NRHC spans the counties of Somerset, Fayette and Washington and a compelling history of frontier conflict, westward destiny and industrial might.

Our region’s economy has faltered since the coal and steel industries began declining in the 1980s. But our three-county region retains a remarkable array of historic, scenic and outdoor recreational sites that offer hope for a vibrant future.
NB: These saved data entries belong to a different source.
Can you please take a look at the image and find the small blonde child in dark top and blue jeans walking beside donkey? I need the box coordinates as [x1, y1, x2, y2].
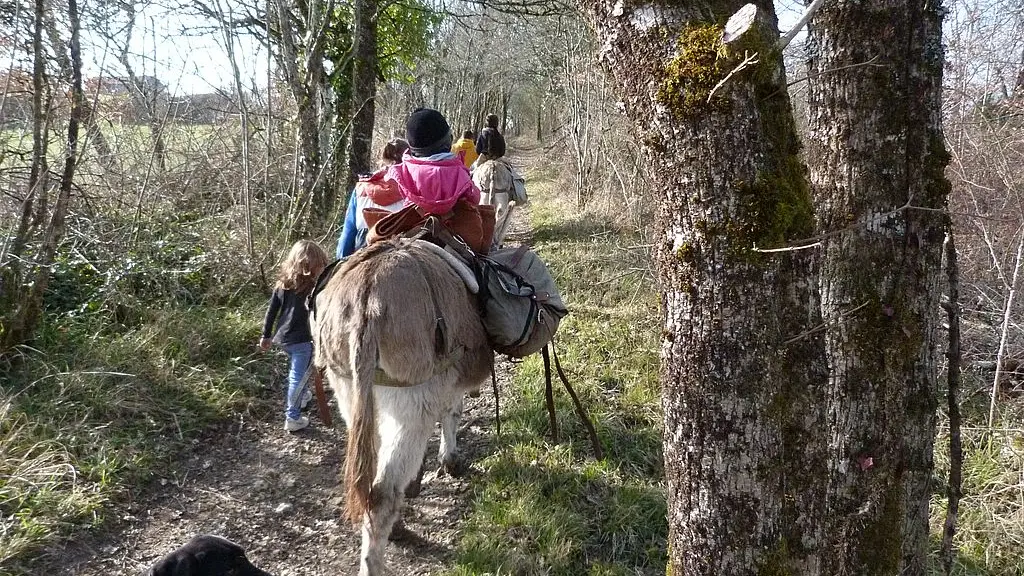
[259, 240, 328, 431]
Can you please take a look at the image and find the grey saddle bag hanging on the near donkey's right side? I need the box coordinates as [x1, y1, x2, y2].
[473, 246, 568, 358]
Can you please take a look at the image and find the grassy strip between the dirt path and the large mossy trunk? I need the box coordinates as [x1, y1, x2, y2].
[450, 168, 668, 575]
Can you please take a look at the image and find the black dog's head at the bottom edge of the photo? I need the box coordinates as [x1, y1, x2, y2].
[146, 534, 271, 576]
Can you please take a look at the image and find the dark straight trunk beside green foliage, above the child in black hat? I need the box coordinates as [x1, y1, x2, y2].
[346, 0, 377, 195]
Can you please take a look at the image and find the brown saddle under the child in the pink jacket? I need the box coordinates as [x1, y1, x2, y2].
[362, 200, 495, 254]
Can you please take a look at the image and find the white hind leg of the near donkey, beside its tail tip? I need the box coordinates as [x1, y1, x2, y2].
[359, 403, 433, 576]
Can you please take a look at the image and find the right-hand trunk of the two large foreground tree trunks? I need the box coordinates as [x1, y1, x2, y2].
[808, 0, 949, 575]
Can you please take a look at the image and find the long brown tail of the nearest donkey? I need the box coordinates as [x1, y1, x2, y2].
[345, 290, 379, 525]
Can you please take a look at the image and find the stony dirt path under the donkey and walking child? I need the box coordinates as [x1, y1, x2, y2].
[37, 152, 544, 576]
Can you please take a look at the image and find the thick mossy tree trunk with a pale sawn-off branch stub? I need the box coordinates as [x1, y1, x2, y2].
[585, 0, 826, 575]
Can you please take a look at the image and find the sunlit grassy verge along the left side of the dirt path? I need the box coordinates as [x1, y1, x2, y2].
[0, 298, 276, 574]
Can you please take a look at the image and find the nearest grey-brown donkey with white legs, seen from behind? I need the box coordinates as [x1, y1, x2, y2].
[310, 235, 494, 576]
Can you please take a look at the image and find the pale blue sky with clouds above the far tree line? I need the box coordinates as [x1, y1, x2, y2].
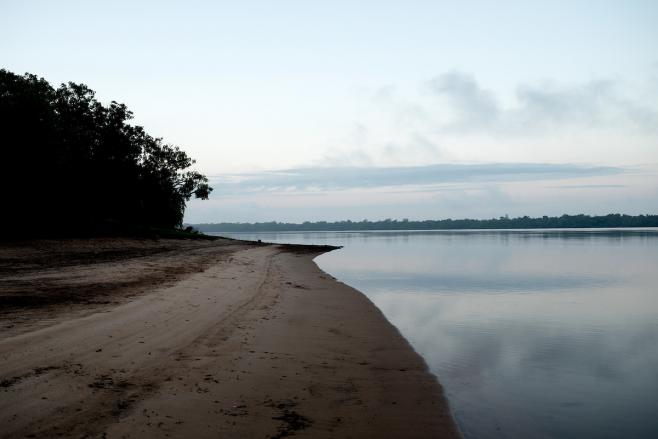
[0, 0, 658, 223]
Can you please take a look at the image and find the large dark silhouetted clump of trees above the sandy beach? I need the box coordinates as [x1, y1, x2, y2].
[0, 69, 212, 235]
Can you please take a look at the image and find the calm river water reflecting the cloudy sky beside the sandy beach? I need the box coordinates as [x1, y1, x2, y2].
[215, 229, 658, 439]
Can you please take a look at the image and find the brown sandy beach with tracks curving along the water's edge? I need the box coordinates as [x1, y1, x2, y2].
[0, 239, 459, 438]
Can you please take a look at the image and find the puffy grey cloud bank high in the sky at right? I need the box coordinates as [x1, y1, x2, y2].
[420, 71, 658, 136]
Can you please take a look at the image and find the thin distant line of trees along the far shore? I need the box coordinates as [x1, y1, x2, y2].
[193, 213, 658, 232]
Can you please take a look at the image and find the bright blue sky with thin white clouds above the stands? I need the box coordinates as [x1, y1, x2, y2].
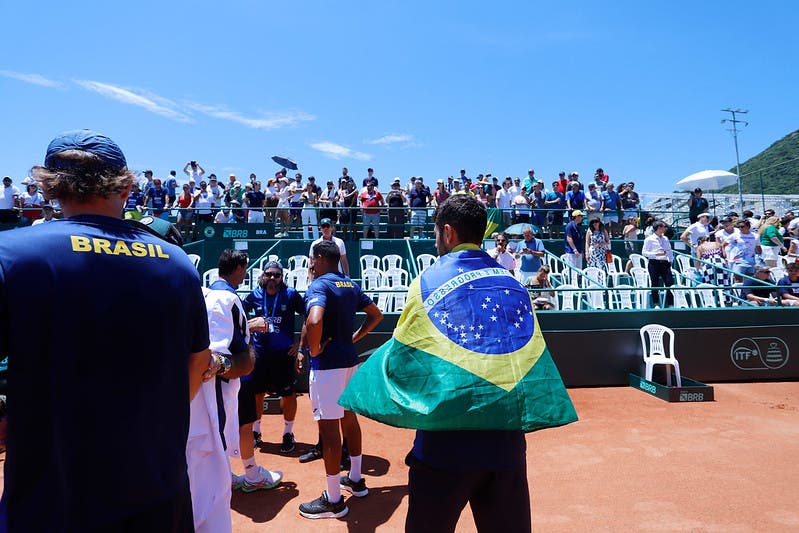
[0, 0, 799, 192]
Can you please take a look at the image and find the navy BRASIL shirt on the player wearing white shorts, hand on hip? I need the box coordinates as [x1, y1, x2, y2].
[305, 272, 372, 370]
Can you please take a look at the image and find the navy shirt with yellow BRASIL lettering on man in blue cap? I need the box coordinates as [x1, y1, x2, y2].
[0, 215, 209, 531]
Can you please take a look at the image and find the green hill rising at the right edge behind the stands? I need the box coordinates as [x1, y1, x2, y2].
[721, 130, 799, 194]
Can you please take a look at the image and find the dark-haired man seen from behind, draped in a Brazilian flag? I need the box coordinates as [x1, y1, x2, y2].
[339, 195, 577, 532]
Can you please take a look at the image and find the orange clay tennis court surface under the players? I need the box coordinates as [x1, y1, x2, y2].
[0, 383, 799, 532]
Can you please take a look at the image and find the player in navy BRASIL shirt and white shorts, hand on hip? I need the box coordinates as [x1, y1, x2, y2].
[297, 241, 383, 518]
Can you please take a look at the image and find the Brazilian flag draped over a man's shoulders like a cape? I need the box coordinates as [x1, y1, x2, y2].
[339, 245, 577, 431]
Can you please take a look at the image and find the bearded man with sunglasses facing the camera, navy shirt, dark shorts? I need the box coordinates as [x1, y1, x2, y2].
[239, 261, 305, 453]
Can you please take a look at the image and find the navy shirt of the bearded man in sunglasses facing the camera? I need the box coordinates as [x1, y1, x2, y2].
[244, 287, 305, 357]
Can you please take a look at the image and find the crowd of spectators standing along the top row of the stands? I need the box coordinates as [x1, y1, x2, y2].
[0, 165, 640, 240]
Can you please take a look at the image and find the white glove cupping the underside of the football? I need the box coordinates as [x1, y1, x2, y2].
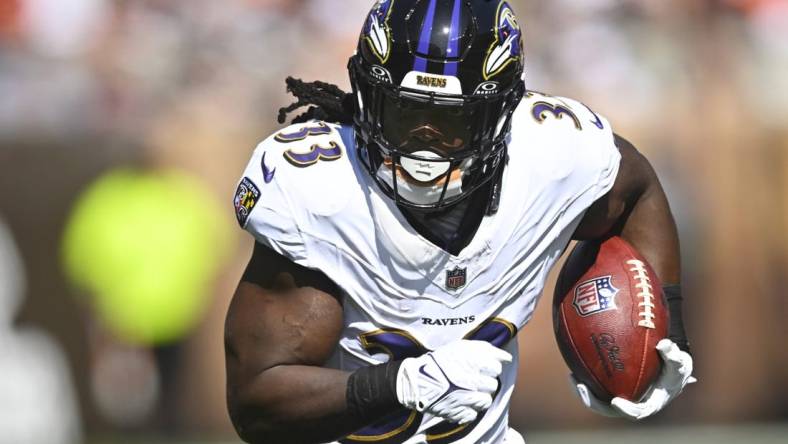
[569, 339, 697, 421]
NRHC works to help communities and businesses throughout the National Road corridor capitalize on the desire of visitors to stop at these sites.

For example, NRHC serves as the one common unifying entity that makes possible the annual National Pike Festival, where communities and organizations along Route 40, from Addison in Somerset County to West Alexander in Washington County, entertain visitors in celebration of the National Road, built to open America west of the Alleghenies.
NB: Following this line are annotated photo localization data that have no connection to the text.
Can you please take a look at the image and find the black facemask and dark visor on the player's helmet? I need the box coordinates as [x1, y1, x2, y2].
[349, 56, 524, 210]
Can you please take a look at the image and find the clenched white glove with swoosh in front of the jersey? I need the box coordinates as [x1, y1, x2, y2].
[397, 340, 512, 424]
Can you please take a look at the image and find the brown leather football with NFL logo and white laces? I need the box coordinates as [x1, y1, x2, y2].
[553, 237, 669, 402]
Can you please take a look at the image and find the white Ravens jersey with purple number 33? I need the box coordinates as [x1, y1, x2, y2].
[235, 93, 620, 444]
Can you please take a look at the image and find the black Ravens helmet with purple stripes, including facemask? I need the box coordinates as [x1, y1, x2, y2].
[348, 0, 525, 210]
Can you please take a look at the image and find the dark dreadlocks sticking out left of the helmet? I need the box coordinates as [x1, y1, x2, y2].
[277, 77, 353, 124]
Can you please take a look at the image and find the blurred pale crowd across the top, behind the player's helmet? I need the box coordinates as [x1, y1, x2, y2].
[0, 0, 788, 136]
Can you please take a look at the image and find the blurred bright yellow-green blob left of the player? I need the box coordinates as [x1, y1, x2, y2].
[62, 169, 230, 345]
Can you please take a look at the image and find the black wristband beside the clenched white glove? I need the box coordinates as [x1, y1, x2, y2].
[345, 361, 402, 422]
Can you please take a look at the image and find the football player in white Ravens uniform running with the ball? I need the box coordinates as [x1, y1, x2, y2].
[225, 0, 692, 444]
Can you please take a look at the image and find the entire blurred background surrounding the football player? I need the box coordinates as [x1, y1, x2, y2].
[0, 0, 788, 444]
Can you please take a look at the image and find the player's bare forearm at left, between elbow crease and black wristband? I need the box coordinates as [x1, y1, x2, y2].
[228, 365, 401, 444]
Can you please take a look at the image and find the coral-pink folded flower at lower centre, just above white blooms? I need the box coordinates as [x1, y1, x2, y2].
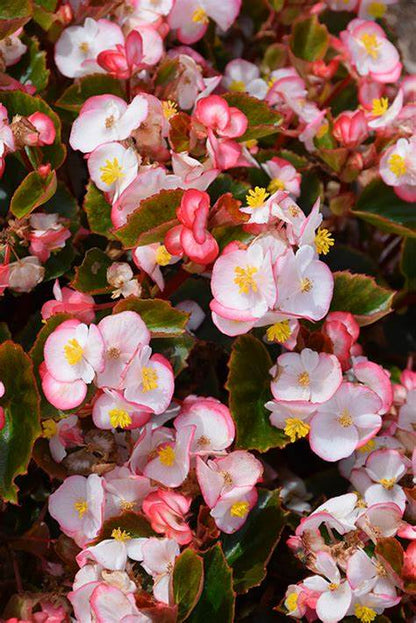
[143, 489, 192, 545]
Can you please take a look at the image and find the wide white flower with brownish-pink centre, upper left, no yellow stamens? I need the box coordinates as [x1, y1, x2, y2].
[69, 95, 148, 153]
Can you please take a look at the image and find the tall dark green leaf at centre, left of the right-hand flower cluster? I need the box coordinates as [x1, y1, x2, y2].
[226, 335, 287, 452]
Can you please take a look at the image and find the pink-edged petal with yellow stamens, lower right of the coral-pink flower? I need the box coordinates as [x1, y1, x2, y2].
[210, 487, 258, 534]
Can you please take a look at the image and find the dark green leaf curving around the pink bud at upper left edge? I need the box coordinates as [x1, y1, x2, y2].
[0, 91, 66, 169]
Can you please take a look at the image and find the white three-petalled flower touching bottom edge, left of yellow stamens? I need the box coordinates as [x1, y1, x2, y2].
[303, 552, 352, 623]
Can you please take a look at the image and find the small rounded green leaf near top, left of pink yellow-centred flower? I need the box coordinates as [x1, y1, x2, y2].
[290, 15, 329, 61]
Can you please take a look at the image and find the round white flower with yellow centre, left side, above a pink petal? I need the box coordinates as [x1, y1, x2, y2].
[44, 320, 104, 383]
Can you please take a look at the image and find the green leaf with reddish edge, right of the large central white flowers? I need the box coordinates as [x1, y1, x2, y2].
[331, 271, 395, 327]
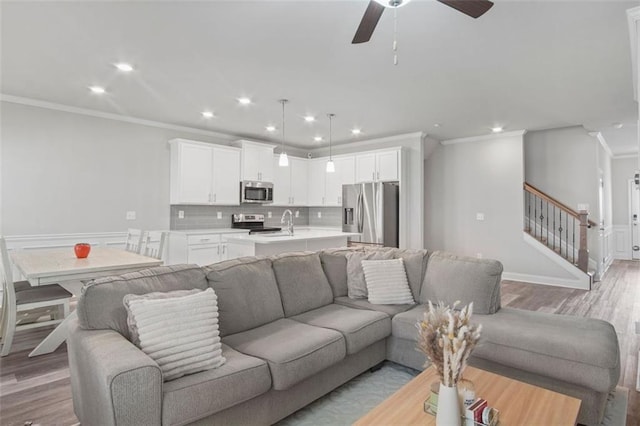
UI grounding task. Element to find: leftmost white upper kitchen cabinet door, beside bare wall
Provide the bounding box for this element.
[171,142,213,204]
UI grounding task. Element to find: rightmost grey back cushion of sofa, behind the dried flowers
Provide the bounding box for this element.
[420,251,502,314]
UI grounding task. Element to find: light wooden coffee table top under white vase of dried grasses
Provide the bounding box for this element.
[355,367,581,426]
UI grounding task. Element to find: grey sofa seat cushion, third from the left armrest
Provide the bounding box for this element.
[291,304,391,355]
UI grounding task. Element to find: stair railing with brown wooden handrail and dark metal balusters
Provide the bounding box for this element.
[523,182,596,288]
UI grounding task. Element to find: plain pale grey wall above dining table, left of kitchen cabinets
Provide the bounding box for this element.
[0,102,232,235]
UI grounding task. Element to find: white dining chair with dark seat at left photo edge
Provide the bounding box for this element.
[0,237,72,356]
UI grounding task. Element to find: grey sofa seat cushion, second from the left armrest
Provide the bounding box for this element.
[222,318,346,390]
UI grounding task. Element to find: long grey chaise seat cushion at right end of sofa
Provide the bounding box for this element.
[471,308,620,392]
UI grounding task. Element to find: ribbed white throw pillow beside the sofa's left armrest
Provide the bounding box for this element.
[123,288,226,381]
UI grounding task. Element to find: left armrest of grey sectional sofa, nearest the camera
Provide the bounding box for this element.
[67,319,162,425]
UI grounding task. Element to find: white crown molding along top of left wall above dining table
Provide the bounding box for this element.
[0,93,241,141]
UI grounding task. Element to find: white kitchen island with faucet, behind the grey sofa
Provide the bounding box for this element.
[227,229,360,257]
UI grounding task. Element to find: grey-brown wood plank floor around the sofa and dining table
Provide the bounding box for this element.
[0,261,640,426]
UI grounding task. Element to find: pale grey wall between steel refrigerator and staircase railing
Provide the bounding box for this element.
[424,132,572,282]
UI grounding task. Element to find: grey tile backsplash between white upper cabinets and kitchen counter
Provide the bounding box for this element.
[170,204,341,231]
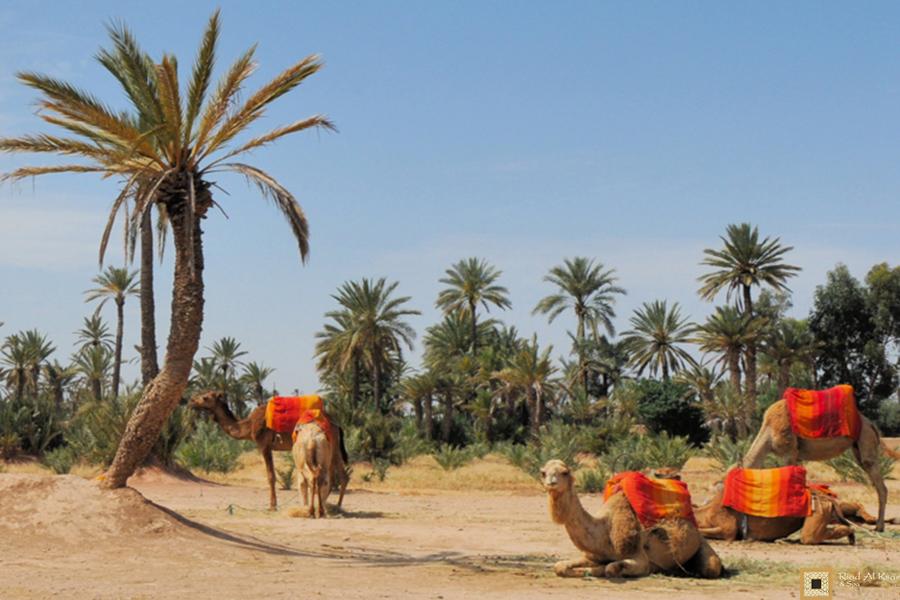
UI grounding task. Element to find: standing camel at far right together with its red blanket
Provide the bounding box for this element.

NRHC is the one single entity working across municipal borders to build the Sheepskin Trail, a 34-mile hiking/biking trail across Fayette County that will link heavily used trail systems in Morgantown, W.Va., to the Great Allegheny Passage trail at Connellsville. Completion of this trail will bring an economic boost to central Fayette County, one of the most chronically distressed regions in the state.

Similarly, NRHC is the leading and unifying force in a collaborative push to revitalize communities along the Monongahela River in Fayette, Greene, Washington and Westmoreland counties. The Mon Valley was once the very seat of American heavy industry, and the river was industry’s artery of transport, bearing coal, coke, iron, steel and glass from mines and mills to markets. As heavy industry shriveled, so did opportunity in river towns like Monessen, Charleroi, Brownsville and Greensboro.
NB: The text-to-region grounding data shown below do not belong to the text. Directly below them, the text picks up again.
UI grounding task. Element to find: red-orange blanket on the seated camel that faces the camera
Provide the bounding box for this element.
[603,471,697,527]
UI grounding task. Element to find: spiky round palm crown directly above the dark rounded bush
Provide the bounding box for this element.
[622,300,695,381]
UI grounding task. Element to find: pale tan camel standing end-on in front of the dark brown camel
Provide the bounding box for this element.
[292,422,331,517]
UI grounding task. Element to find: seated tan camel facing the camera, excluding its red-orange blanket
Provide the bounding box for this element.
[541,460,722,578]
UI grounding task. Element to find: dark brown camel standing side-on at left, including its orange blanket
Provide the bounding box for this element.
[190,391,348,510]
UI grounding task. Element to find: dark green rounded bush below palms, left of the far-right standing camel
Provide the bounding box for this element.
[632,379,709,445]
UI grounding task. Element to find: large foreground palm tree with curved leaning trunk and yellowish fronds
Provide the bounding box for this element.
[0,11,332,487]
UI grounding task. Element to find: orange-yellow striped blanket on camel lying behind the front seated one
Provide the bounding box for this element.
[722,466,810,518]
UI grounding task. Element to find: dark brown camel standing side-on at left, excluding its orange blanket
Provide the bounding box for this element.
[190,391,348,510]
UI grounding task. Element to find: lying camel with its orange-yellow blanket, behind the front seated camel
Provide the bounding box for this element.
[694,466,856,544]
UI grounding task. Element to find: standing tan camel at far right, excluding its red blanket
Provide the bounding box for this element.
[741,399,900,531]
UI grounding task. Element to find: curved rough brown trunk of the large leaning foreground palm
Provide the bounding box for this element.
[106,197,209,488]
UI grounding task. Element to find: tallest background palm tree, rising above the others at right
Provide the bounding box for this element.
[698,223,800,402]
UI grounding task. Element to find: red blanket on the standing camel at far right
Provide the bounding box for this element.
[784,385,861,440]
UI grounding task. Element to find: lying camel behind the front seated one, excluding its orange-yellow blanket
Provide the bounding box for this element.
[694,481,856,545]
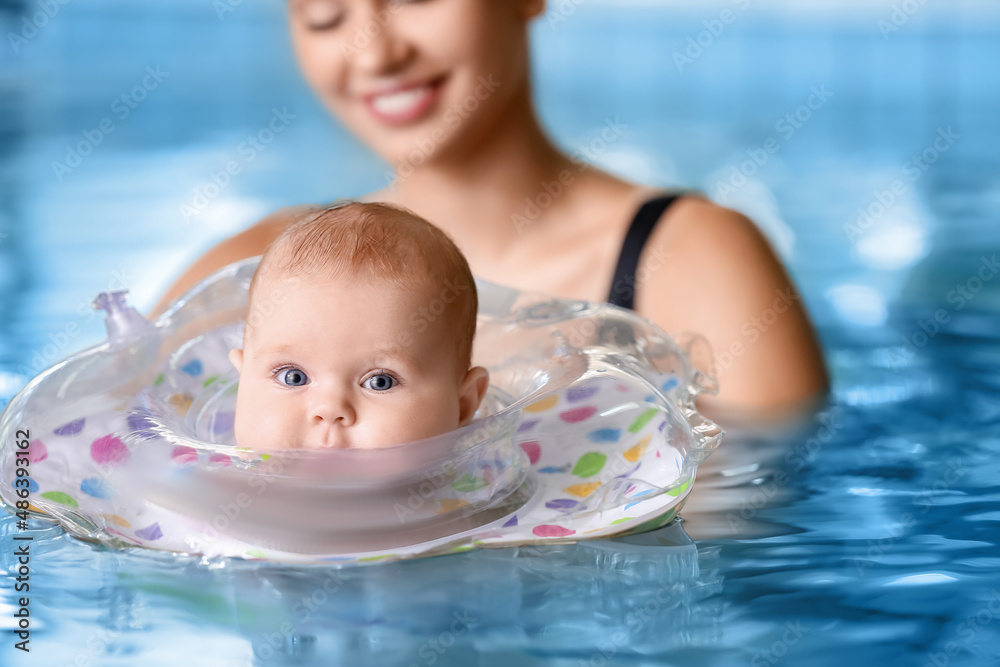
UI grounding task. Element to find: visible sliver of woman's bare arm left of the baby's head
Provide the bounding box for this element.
[150,206,313,318]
Comparable successes, where local communities reap multiplied benefits from an initial state investment in heritage areas, are improving local economies across the commonwealth. It makes no sense to sacrifice hundreds of millions of dollars in local economic growth by cutting the $2.25 million heritage area program from the state’s budget.

The governor and Legislature must recognize the economic potential heritage areas offer their constituents and restore heritage area funding to the budget.

Ben Moyer is a member of the board of directors for the National Road Heritage Corridor based in Farmington.